Pozłacane Wilki

Pozłacane Wilki

Posted by

Nowość na mojej półce – „Pozłacane Wilki”

Książka miała swoją premierę 20 lutego. Od tego czasu gości u mnie na półce. Postanowiłam ją przeczytać a to dlatego, iż sam tytuł jak i okładka przyciąga uwagę. Okładka jest bardzo ładna, pięknie zdobiona. Wiem, że nie ocenia się książki po okładce i nie należy się tylko nią kierować podczas czytelniczych wyborów, ale obok takiej oprawy nie sposób przejść obojętnie. Tytuł „Pozłacane Wilki” również jest interesujący i intrygujący, zachęca do czytania i wgłębienia się o co w tym tak właściwie chodzi.

Pozłacane Wilki

Książka „Pozłacane Wilki” autorstwa Roshani Chokshi, przekład Marta Duda-Gryc wydawnictwa  Galeria Książki

Opowieść szczegółowa, bardzo dopracowana, nie z tych lekkich, ale z tych nie dających się odłożyć na półkę na dłużej. Przyznam, że nie łatwo mi się ją czytało, początki miałam trudne, nawet chwilowe zwątpienie, myślałam, że to nie dla mnie. Jednak jakoś nie mogłam jej od tak sobie odłożyć, by leżała i się kurzyła, w końcu taka piękna oprawa nie może leżeć pod stertą kurzu! Chciałam ją doczytać, a gdy tak czytałam strona po stronie coraz bardziej mnie wciągała i interesowała. Nad nią trzeba usiąść, skupić się na niej i oddać się całkowicie tej lekturze, by nas w zupełności wciągneła i zainteresowała.
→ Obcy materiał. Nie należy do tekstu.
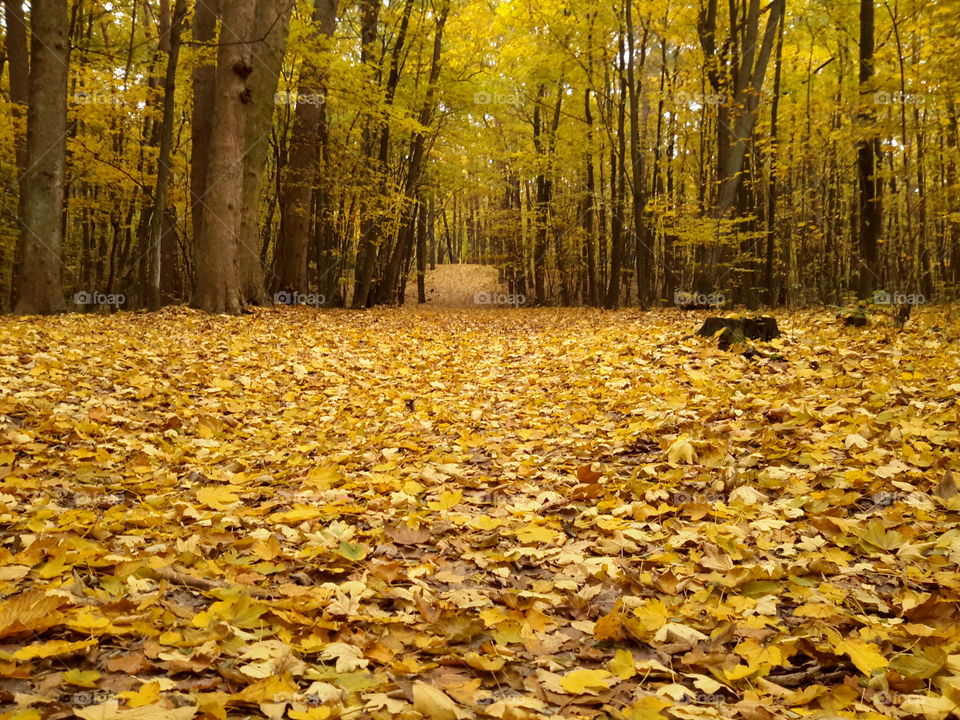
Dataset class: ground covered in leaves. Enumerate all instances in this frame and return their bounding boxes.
[0,308,960,720]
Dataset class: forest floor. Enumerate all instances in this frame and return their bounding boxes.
[0,307,960,720]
Niezwykle plastyczna, bardzo obrazowa powieść przygodowa, takie fantasy dla młodzieży. Książka z rodzaju young adult. W „Pozłacanym wilkach” widać dbałość o każdy, nawet najmniejszy detal. Wszystko opisane bardzo obrazkowo, wizualnie, malowniczo. A nacisk na wizualną stronę opowieści sprawia, że wyobraźnia czytelnika pracuje na najwyższych obrotach. 

Czytając ksiażkę, miałam wrażenie jakbym już to gdzieś „przerabiała” to taka fantastyka z elementami zagadki, coś jakby na wzór książek o Kodzie Leonarda Da Vinci. Pisałam pracę magisterską o twórczości Dana Browna, więc tak mi się to razem skojarzyło. Te wszystkie zagadki, podchody, kobieta, mężczyzna… Wplecione rysunki w tekst pomagają czytelnikowi w odkrywaniu tego co jest jeszcze nieodgadnione, ale naprowadza na właściwą drogę.

Wszystko jest podzielone na rozdziały, które są krótkie, naładowane akcją i napięciem. Każdy rozdział przedstawia punkt widzenia innej postaci, przez co lepiej poznajemy wszystkich bohaterów.

„Akcja pełna mrocznych tajemnic i niebezpiecznych, ale ekscytujących przygód, rozgrywa się w dekadenckim świecie wyższych sfer.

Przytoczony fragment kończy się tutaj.